No dia a dia, a aposentadoria do centavo trouxe mudanças práticas, especialmente no fechamento de contas. Os estabelecimentos comerciais passaram a arredondar os valores das compras para o múltiplo de 5 em 5 centavos, seguindo regras simples: valores com centavos de 1 a 2 são arredondados para baixo (ex.: R$ 1,02 vira R$ 1,00), enquanto os de 3 a 7 são arredondados para cima (ex.: R$ 1,06 vira R$ 1,05). O arredondamento beneficia consumidores e lojistas, reduzindo a necessidade de troco em moedas.

impactos econômicos e mitos sobre o fim do centavo

Um dos principais impactos foi a redução de custos operacionais para o Banco Central, que deixou de gastar com produção, transporte e armazenamento de moedas de baixo valor.

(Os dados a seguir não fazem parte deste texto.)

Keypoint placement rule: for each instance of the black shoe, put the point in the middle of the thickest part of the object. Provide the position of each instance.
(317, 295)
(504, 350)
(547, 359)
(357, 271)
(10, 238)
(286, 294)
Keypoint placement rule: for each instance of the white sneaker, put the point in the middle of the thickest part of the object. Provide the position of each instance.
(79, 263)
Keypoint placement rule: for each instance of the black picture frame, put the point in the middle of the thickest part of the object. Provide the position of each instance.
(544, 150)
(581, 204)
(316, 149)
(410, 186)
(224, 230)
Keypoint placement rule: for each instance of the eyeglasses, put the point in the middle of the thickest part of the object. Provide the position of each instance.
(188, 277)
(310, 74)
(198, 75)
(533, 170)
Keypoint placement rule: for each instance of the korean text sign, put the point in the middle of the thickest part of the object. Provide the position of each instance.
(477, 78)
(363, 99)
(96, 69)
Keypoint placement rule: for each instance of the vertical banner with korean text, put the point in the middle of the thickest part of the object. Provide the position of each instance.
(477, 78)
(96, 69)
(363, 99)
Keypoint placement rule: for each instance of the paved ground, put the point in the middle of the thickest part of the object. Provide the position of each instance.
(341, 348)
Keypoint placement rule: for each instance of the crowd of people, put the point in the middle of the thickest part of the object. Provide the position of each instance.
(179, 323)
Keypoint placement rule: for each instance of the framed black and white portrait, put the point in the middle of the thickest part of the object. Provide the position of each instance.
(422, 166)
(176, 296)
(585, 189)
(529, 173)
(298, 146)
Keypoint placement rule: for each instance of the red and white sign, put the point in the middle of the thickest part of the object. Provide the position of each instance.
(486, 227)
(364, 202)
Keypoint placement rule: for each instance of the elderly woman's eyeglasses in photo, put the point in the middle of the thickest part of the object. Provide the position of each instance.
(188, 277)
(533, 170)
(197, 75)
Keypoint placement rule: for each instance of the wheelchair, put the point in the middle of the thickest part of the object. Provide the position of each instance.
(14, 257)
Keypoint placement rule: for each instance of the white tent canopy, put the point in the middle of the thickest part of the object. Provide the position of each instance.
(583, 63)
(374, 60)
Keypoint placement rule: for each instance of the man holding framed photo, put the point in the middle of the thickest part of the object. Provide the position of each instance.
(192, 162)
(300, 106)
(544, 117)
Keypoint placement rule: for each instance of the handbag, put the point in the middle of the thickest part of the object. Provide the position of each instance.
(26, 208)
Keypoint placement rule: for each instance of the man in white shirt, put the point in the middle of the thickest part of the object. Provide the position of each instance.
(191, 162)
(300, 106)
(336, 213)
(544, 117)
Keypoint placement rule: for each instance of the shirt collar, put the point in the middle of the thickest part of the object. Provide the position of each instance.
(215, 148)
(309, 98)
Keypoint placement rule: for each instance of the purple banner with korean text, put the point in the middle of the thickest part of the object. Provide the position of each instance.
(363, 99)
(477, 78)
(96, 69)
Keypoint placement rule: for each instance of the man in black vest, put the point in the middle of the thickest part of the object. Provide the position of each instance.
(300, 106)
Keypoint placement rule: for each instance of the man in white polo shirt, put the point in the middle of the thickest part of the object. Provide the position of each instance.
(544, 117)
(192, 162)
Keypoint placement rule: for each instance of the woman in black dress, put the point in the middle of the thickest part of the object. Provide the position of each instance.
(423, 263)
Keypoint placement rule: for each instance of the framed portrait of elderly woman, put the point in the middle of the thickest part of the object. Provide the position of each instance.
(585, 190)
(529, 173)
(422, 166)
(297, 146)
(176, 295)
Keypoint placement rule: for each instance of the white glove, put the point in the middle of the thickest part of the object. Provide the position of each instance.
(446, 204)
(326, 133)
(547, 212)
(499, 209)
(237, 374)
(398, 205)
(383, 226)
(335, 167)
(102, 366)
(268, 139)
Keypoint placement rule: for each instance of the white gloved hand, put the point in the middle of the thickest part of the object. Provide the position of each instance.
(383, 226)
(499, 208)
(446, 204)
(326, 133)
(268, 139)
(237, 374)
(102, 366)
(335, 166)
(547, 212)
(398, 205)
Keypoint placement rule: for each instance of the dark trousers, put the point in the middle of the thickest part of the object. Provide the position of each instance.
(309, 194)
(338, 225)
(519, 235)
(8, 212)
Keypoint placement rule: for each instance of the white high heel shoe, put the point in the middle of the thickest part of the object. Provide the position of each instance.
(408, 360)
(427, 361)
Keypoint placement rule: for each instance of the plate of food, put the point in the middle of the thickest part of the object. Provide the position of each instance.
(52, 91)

Além disso, lojistas relataram menor necessidade de caixa para guardar trocos. Um mito comum é que o arredondamento prejudicaria os consumidores, mas estudos mostram que os efeitos são neutros, pois os arredondamentos se compensam ao longo do tempo. Outro equívoco é que o fim do centavo gerou inflação, o que não foi comprovado por nenhuma autoridade monetária.

perguntas frequentes sobre o fim do centavo

Posso ainda usar moedas de 1 centavo hoje?
As moedas de 1 centavo perderam o curso legal em 1º de janeiro de 2021. Elas não devem ser aceitas em pagamento, mas lojistas podem, opcionalmente, recebê-las como doação ou para fim de arredondamento. O que acontece com as moedas antigas de 1 centavo?
Você pode trocar moedas de 1 centavo por dinheiro em qualquer agência da Casa da Moeda ou do Banco Central, desde que estejam em quantidade que compense a troca. Também podem ser vendidas em lojas de numismática.

Por que as lojas somem o centavo no preço?
Muitos comércios já aplicam o arredondamento no momento da marcação do preço, reduzindo o valor para o múltiplo de 5 centavos mais próximo, facilitando o pagamento sem a necessidade de moedas.